Limitations of this study should be acknowledged. The study design was a retrospective cohort study; therefore, the findings represent associations and causality cannot be inferred. Our results are limited by information obtained solely from subjects referred for DXA measurements at a tertiary care medical center. However, DXA is the assessment tool used most commonly in clinical practice around the world for bone density measurements in children and adults. Thus, we are hopeful that the information gleaned will be useful for clinicians, and in particular, experts in bone health. Measurements of volumetric BMD of the peripheral skeleton were not available and would be valuable to obtain, especially in a cohort of young patients, although this tool is only infrequently used at the present time for clinical purposes. By design, our study was not able to include or identify subjects who were not able to have DXA measurements performed. The retrospective nature of our study required us to rely upon diagnoses and referrals made by providers and the samples sizes in many diagnostic categories were small, limiting our ability to detect differences in BMD. Additionally, due to the reliance on the medical record, we were not able to include assessments of physical activity. We acknowledge that physical activity data would have been useful, as exercise may positively impact BMD [18] and chronic disease often limits activity for a child or adolescent. Obtaining an accurate family history of osteoporosis was also limited by the retrospective nature of this study, as some charts did not include documentation of this information. However, despite these limitations, our results identified the relative risks of a variety of medical conditions known to be associated with low BMD in a sample of patients referred for DXA at a tertiary care center. The information gained from our study highlights pediatric populations who may be at highest risk for a low BMD and may be candidates for bone density screening.

Conclusions

We used a novel approach to identify factors which lead to the highest risk of low BMD in a pediatric cohort referred for DXA. Prior studies have focused on BMD in specific populations, such as children and young adults with a particular diagnosis or those receiving a certain therapy. Our findings suggest that for all children referred for DXA, a low BMI Z-score, a history of BMT, and vitamin D insufficiency are significant risk factors for a low BMD. Identification of the medical conditions and therapies that lead to the greatest risk of low BMD in a pediatric population is especially important, given that adequate bone mineral accretion during childhood may impact the peak bone mass that is achieved during adulthood, especially for children with chronic medical conditions or therapies. Additionally, we hope that this information can be used to help decrease the frequency of fragility fractures in hospitalized children. Earlier identification of risk factors could potentially lead to the initiation of strategies that maximize bone health during childhood and adolescence and ultimately reduce the future risk for developing osteoporosis.

Abbreviations

BMD: Bone mineral density; DXA: Dual-energy x-ray absorptiometry; BMI: Body mass index; OR: Odds ratio; CI: Confidence interval; SD: Standard deviation; IBD: Inflammatory bowel disease; BMT: Bone marrow transplant.

Competing interests

None of the authors have any competing interest relevant to the topic of this manuscript.
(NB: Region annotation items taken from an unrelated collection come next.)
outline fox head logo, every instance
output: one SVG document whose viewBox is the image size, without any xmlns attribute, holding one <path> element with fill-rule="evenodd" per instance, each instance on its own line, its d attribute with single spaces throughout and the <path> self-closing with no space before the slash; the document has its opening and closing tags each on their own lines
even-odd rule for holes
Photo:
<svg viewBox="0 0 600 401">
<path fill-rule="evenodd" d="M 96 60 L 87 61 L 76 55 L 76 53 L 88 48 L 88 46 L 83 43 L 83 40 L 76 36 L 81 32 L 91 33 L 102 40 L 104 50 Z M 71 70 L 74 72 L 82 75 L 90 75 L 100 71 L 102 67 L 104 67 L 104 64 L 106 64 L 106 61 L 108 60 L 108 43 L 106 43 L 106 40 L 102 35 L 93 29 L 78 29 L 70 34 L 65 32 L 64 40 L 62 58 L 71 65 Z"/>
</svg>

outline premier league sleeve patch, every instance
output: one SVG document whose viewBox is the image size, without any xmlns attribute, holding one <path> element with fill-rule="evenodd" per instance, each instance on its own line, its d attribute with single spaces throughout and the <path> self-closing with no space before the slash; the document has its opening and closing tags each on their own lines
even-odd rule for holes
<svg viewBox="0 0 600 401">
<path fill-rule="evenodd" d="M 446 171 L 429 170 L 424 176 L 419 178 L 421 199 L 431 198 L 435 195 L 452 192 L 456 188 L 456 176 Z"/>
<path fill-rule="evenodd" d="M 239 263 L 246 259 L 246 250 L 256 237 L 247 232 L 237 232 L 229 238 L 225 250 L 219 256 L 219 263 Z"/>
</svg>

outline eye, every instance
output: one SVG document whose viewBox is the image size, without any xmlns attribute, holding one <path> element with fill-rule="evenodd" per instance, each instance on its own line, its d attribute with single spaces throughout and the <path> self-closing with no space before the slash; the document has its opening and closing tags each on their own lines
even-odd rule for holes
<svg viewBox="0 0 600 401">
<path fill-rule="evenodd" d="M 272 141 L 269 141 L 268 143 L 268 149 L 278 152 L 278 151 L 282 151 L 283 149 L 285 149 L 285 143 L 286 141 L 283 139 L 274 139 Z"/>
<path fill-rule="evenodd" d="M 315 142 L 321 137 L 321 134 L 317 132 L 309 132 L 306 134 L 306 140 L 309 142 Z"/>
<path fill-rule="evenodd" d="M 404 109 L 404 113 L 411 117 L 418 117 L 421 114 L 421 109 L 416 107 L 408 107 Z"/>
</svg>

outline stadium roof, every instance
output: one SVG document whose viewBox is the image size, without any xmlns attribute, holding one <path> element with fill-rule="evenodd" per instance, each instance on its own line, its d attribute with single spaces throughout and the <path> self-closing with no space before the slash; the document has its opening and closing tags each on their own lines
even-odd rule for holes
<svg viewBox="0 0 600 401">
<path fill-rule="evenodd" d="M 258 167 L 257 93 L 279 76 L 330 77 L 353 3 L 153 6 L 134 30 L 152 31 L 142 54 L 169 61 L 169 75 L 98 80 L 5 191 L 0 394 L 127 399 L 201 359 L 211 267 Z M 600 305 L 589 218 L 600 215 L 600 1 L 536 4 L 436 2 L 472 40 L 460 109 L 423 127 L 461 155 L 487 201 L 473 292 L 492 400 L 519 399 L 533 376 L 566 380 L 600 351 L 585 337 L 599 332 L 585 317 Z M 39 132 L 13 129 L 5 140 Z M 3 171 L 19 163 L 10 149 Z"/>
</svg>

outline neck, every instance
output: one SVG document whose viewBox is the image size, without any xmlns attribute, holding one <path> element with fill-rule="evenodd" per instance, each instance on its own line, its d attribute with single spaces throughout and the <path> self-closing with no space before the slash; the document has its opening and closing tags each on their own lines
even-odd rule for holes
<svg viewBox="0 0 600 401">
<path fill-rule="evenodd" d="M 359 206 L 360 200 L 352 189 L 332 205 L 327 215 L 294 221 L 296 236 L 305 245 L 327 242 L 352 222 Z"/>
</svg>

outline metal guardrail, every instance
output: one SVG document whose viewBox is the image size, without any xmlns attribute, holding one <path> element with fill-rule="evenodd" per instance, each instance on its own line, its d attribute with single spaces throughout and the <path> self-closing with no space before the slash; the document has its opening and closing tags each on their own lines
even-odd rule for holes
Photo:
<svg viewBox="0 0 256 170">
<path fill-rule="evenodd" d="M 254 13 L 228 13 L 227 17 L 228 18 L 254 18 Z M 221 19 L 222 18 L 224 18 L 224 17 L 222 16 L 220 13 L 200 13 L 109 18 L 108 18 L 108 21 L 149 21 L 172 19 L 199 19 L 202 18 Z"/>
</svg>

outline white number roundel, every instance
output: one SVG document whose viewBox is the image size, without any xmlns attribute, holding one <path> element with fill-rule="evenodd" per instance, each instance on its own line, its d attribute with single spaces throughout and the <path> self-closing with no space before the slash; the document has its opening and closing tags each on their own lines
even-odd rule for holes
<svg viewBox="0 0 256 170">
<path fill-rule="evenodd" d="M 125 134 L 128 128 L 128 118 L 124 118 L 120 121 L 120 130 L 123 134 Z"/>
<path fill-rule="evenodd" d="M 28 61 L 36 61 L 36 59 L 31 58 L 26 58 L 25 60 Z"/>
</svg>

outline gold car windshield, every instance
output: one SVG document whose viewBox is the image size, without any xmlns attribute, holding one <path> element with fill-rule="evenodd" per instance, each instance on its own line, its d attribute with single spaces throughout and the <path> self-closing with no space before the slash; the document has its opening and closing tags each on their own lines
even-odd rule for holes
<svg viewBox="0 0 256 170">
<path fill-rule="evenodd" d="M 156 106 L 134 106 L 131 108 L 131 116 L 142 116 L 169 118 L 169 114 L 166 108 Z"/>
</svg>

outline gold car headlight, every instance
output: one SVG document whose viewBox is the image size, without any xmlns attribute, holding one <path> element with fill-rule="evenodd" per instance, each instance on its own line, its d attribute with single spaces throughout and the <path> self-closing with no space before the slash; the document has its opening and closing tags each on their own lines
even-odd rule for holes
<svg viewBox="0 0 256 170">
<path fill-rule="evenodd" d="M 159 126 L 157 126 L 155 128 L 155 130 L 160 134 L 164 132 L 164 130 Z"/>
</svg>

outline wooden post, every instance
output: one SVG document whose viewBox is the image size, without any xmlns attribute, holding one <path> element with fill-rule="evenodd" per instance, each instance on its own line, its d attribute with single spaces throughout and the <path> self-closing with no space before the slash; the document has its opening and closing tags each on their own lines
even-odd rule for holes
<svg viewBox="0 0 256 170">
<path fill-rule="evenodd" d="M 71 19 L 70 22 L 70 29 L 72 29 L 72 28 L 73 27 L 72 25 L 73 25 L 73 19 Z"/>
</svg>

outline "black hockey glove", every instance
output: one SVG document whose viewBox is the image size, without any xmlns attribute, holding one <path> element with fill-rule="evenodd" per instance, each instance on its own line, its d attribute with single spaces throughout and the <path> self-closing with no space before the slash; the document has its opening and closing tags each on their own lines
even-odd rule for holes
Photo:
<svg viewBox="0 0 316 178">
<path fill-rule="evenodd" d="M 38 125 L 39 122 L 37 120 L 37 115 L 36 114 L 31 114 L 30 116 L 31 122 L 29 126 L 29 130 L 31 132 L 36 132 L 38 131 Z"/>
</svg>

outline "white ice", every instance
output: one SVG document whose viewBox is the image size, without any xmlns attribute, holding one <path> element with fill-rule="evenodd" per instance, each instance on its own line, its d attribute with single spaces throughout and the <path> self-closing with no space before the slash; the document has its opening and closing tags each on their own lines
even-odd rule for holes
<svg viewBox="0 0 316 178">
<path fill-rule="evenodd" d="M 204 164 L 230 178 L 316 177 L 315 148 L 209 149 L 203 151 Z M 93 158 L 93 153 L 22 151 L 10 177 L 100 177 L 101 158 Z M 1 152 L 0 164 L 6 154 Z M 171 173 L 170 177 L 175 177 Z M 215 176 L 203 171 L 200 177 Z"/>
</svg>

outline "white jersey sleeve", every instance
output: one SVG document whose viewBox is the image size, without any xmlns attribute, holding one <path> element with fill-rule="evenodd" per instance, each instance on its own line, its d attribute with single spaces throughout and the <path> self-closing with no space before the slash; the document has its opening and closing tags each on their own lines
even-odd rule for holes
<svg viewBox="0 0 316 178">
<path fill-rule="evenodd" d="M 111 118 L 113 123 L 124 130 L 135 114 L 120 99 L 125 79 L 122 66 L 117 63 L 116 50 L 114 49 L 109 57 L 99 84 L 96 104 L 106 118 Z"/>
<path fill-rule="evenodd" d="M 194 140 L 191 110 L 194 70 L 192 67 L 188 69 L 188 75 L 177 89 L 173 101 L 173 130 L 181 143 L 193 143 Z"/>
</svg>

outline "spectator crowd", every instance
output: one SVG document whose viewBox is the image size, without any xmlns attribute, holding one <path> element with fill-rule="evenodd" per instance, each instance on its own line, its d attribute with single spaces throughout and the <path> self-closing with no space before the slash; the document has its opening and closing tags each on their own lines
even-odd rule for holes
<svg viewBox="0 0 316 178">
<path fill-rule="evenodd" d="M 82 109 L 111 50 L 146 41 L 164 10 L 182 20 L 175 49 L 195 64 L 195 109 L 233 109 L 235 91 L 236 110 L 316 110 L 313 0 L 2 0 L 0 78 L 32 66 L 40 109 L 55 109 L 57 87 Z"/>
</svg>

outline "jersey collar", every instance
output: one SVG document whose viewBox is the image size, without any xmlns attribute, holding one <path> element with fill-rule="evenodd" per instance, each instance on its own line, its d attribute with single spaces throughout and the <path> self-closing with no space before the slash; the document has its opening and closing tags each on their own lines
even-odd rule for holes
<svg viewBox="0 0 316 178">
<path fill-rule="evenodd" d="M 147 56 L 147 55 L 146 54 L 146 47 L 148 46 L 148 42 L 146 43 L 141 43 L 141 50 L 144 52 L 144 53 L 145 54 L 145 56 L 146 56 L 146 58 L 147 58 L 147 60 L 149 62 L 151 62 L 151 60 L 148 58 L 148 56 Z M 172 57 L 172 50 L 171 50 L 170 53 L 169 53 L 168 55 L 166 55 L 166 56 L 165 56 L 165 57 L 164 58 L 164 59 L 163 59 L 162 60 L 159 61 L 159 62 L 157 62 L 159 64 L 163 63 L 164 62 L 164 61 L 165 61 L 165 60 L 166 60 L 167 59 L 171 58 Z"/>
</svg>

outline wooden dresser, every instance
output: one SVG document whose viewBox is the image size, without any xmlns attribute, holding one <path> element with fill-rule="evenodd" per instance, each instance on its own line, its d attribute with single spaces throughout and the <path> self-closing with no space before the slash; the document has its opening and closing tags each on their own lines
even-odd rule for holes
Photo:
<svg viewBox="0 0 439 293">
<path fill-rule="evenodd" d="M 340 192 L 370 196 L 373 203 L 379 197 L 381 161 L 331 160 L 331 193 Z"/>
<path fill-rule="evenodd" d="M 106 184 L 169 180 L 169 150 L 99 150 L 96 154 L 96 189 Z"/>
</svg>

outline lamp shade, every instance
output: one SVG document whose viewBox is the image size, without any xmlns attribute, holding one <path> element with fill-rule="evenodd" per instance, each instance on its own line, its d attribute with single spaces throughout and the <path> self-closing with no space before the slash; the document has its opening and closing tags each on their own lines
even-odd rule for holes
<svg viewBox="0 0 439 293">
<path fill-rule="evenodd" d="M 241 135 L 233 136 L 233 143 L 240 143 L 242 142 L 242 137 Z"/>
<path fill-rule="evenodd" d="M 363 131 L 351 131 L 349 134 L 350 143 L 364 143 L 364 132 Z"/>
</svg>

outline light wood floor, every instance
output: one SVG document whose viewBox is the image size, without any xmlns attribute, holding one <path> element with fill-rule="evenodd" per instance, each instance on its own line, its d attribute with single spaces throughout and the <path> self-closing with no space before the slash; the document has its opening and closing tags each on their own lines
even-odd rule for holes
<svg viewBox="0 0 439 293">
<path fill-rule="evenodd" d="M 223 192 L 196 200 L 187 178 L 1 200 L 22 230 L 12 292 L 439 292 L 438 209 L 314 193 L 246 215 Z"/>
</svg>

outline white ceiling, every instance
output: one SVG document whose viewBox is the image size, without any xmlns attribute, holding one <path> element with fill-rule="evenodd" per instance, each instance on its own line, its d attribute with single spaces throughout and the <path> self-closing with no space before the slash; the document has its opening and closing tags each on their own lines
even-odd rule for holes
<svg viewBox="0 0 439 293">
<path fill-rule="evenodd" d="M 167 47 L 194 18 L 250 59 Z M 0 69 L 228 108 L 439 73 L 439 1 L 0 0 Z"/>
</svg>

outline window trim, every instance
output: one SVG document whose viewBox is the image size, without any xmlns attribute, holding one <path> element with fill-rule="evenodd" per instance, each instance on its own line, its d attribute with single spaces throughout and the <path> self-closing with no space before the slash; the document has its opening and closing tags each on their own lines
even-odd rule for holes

Catherine Gordon reports that she was the Co-Director of the Clinical Investigator Training Program through Harvard/MIT with support of Pfizer and Merck, through June 2012.

Authors’ contributions

All authors meet criteria for authorship, have participated in the writing of the manuscript, and have seen and approved the final version. LST and C. Giancaterino wrote the first draft of the manuscript and were responsible for data acquisition. LST and C.Gordon developed the concept and design of the study. PM contributed to study design, writing of the manuscript, and was responsible for statistical analysis. C.Gordon had senior responsibility for overall data interpretation, analysis, and writing. All authors provided critical review and revision for important content. All authors read and approved the final manuscript.